Les étudiants qui occupent depuis fin mars la fac de Tolbiac à Paris ont relancé un débat ancien sur la non-mixité. Mobilisés contre la réforme de l’université, ils organisent depuis quelques semaines des cours différents et des ateliers non mixtes. Mardi, c’est un atelier « en non-mixité raciale » qui devait avoir lieu (avant d’être annulé), selon leur programme tweeté par la Commune libre de Tolbiac. Mercredi, un atelier « en non-mixité inclusive (sans hommes cisgenres) » était prévu.

Ces événements ont relancé le débat sur la non-mixité : la Ligue contre le racisme et l’antisémitisme (Licra) a réagi, jugeant qu’il s’agit de « pratiques racistes ». En novembre 2017, le ministre de l’éducation nationale avait qualifié d'« inconstitutionnel et inacceptable » la réunion non mixte que souhaitait organiser le syndicat SUD-Education 93. 20 Minutes fait le point sur cette polémique aussi vieille que ce principe né dans les années 1970 avec les militantismes féministe et anti-ségrégation.

Qu’est-ce que la non-mixité ?

C’est une pratique qui consiste à organiser des rassemblements ou des espaces réservés à des personnes appartenant à un ou plusieurs groupes sociaux considérés comme opprimés ou discriminés. Ainsi, une réunion non mixte peut être réservée uniquement aux femmes ou aux hommes, aux pratiquants d’une religion en particulier, aux Blancs ou aux Noirs, etc.

D’où ça vient ?

Cette pratique s’est implantée au sein du militantisme dans les années 1970. Dès les années 1960, le « mouvement pour les droits civiques » aux Etats-Unis qui luttait contre la ségrégation raciale pratiquait une forme de non-mixité qui faisait déjà débat. La pratique gagne ensuite certaines organisations féministes comme le Mouvement pour la libération de la femme (MLF) en France.

La non-mixité est toujours d’actualité : en 2016, la « commission féministe » de Nuit Debout a organisé des réunions réservées aux «femmes et minorités de genre». La même année, un « camp d’été décolonial » réservé aux personnes « non blanches » a provoqué la polémique. En 2017, c’est un festival «afroféministe» qui a relancé le débat en mettant en place trois espaces (sur quatre) de « non mixtes ».

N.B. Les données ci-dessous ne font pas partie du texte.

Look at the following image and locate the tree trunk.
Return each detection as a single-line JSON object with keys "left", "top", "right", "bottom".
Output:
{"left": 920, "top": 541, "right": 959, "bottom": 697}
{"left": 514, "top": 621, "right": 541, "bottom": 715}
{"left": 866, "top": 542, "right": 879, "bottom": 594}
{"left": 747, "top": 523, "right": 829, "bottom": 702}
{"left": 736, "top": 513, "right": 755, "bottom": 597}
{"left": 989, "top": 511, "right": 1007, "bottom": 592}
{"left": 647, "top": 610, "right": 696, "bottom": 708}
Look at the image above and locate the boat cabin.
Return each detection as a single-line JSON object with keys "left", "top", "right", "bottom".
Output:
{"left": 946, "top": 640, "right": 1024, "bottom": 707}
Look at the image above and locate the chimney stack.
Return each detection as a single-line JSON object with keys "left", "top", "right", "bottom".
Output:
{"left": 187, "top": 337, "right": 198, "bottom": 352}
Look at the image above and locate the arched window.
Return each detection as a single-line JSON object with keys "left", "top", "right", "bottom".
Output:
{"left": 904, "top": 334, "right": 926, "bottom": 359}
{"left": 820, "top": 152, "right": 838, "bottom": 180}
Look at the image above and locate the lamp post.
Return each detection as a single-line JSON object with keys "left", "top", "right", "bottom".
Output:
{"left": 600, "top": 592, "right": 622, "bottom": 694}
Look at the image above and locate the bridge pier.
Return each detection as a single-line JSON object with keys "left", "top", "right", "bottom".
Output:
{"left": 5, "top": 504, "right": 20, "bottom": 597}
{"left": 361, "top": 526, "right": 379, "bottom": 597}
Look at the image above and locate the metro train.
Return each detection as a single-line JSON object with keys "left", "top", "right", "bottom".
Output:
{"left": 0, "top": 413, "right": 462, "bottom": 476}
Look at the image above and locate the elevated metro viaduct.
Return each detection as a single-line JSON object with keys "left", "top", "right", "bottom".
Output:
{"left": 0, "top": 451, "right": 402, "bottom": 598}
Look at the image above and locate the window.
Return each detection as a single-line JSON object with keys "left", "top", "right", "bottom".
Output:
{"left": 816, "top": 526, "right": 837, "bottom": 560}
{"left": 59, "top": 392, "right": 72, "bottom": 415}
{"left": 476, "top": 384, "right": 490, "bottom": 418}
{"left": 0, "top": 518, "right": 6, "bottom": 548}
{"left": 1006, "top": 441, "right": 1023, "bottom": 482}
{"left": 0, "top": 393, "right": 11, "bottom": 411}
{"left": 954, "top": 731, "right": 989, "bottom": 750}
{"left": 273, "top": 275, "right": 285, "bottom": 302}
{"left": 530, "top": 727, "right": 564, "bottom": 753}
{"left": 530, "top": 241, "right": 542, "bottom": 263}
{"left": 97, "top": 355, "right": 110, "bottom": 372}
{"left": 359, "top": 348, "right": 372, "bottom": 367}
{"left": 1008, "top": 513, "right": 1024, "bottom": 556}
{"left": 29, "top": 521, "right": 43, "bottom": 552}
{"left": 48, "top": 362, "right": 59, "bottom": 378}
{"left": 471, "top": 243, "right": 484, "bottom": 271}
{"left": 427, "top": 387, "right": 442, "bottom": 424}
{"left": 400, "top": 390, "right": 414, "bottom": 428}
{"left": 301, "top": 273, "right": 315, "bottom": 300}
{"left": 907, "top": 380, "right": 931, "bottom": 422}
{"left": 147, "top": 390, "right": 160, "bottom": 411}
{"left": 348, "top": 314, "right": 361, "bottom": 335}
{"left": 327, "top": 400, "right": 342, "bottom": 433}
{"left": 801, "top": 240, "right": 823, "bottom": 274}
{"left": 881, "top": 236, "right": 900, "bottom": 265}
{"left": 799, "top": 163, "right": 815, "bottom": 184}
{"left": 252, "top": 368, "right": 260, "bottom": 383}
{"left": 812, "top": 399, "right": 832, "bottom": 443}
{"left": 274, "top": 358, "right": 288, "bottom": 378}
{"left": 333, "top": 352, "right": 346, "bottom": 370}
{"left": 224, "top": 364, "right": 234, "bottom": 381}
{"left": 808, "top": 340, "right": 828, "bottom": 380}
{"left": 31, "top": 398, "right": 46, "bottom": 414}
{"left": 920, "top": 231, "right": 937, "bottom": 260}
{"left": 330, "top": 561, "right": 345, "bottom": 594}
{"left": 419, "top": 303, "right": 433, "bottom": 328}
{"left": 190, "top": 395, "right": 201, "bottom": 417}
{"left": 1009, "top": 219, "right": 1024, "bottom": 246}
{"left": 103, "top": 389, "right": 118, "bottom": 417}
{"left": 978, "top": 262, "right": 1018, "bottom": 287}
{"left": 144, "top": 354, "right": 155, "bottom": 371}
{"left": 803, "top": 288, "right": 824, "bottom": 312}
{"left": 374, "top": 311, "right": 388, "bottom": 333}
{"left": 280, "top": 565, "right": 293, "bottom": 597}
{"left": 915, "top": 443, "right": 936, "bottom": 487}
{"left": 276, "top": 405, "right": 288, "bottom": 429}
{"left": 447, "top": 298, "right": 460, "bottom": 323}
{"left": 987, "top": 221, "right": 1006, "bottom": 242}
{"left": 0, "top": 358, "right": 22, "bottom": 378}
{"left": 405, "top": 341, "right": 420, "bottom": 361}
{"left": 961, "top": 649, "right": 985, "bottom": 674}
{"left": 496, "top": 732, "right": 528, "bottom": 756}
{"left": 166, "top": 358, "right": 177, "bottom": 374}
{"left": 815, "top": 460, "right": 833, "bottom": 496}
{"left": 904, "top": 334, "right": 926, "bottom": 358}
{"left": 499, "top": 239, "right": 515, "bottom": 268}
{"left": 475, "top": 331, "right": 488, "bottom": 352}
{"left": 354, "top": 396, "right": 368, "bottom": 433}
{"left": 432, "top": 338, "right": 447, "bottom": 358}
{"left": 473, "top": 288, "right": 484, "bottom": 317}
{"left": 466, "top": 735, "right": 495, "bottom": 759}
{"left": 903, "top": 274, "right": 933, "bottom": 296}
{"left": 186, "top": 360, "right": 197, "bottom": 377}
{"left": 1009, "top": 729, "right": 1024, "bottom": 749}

Pourquoi la non-mixité est-elle défendue par certains militants ?

Pour ses partisans, la non-mixité est un vecteur d’égalité. Selon eux, en excluant certains groupes jugés « dominants », les « dominés » peuvent s’exprimer plus librement.

Après la polémique sur le festival « afroféministe » en 2017, la sociologue Christine Delphy avait ainsi jugé dans L'Obs que « la non-mixité peut être une solution pour atteindre l’égalité (…) parce qu’il y a une limite à ce qu’on peut discuter entre classes de dominé(e) s et d’oppresseurs (…)».

La militante Rokhaya Diallo, qui défendait le même festival, écrivait sur Slate que « les réunions afroféministes non mixtes n’ont en aucun cas vocation à proposer un projet de société ségrégationniste définitif puisqu’elles s’inscrivent dans la temporalité d’un événement ponctuel ».

Et pourquoi est-elle critiquée ?

Ses détracteurs soulignent que la non-mixité va à l’encontre du principe d’égalité. La Licra et SOS Racisme ont notamment adopté cette position et dénoncent la non-mixité comme une forme de racisme. Au sujet du festival «afroféministe» de 2017, la Licra jugeait ainsi que « le combat antiraciste [était] devenu l’alibi d’un repli identitaire », tandis que le président de SOS Racisme dénonçait une « logique provocante et discriminatoire ».

Lorsqu’il a dénoncé la réunion non mixte prévue par SUD-Education 93, en novembre 2017, Jean-Michel Blanquer a jugé qu’il s’agissait de « pratiques contraires à la Constitution » qui portent atteinte à la « cohésion nationale ». Une enquête a été ouverte pour « discrimination ».